United States v. O'BRIEN, 13970.
Court | United States Courts of Appeals. United States Court of Appeals (7th Circuit) |
Writing for the Court | SCHNACKENBERG, CASTLE and KILEY, Circuit |
Citation | 319 F.2d 437 |
Parties | UNITED STATES of America, Plaintiff-Appellee, v. Robert O'BRIEN, Defendant-Appellant. |
Docket Number | No. 13970.,13970. |
Decision Date | 23 July 1963 |
319 F.2d 437 (1963)
UNITED STATES of America, Plaintiff-Appellee,
v.
Robert O'BRIEN, Defendant-Appellant.
No. 13970.
United States Court of Appeals Seventh Circuit.
July 23, 1963.
Richard E. Gorman, Chicago, Ill., for appellant.
James P. O'Brien, U. S. Atty., John Powers Crowley, Asst. U. S. Atty., Chicago, Ill., John Peter Lulinski, Paul David Keller, Asst. U. S. Attys., of counsel, for appellee.
Before SCHNACKENBERG, CASTLE and KILEY, Circuit Judges.
SCHNACKENBERG, Circuit Judge.
Robert O'Brien, defendant, has appealed from a judgment under which he was convicted and sentenced, following a trial before the district court and a jury, on an indictment originally consisting of six counts, which charged violations of 18 U.S.C.A. §§ 371, 1010, and 1014, and related to the alleged making of false and fraudulent statements for the purpose of procuring loans through federal savings and loan associations, which were to be offered to and accepted by the Federal Housing Administration for insurance.
In count one, defendants O'Brien, John Begin, William Vonder Born and Richard Anderson were charged with a conspiracy.
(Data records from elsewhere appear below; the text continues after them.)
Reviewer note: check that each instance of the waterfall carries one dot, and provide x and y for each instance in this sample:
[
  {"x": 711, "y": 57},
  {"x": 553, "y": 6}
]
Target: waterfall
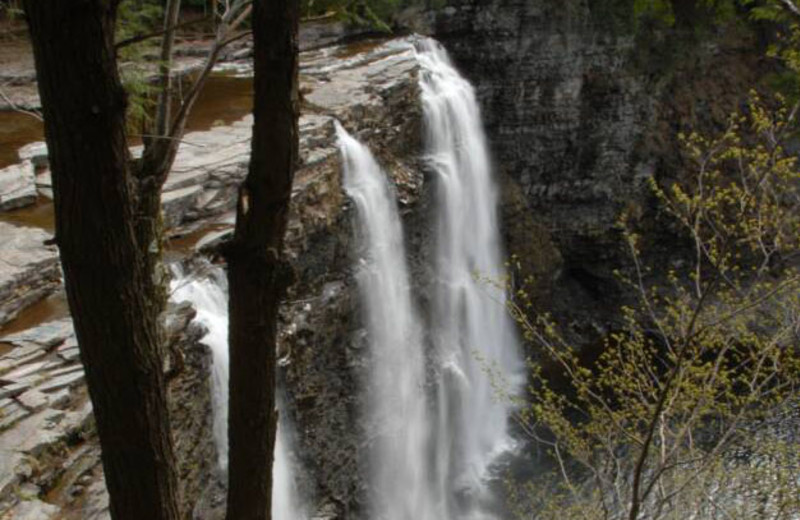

In counts two and three only O'Brien was charged. In count four O'Brien and Begin were charged, while in count five O'Brien, Vonder Born and Anderson were charged. In count six only Vonder Born was charged.
The trial proceeded against O'Brien, Anderson and Vonder Born, Begin not having been apprehended.
At the close of the government's case, O'Brien's motion for acquittal was granted as to count four, but was denied as to the other counts in which he was mentioned.1
At the close of all the evidence, O'Brien's motion for judgment of acquittal as to the conspiracy count and as to count five was granted. Anderson's similar motion was granted as to the conspiracy count and was denied as to count five. Vonder Born's motion for acquittal as to count six was denied.
The jury found O'Brien guilty on counts two and three and Anderson guilty on count five. It acquitted Vonder Born on count six.
It was seasonably stipulated that objections by one defendant would stand for all unless specifically disavowed.
Defendants O'Brien and Vonder Born did not testify.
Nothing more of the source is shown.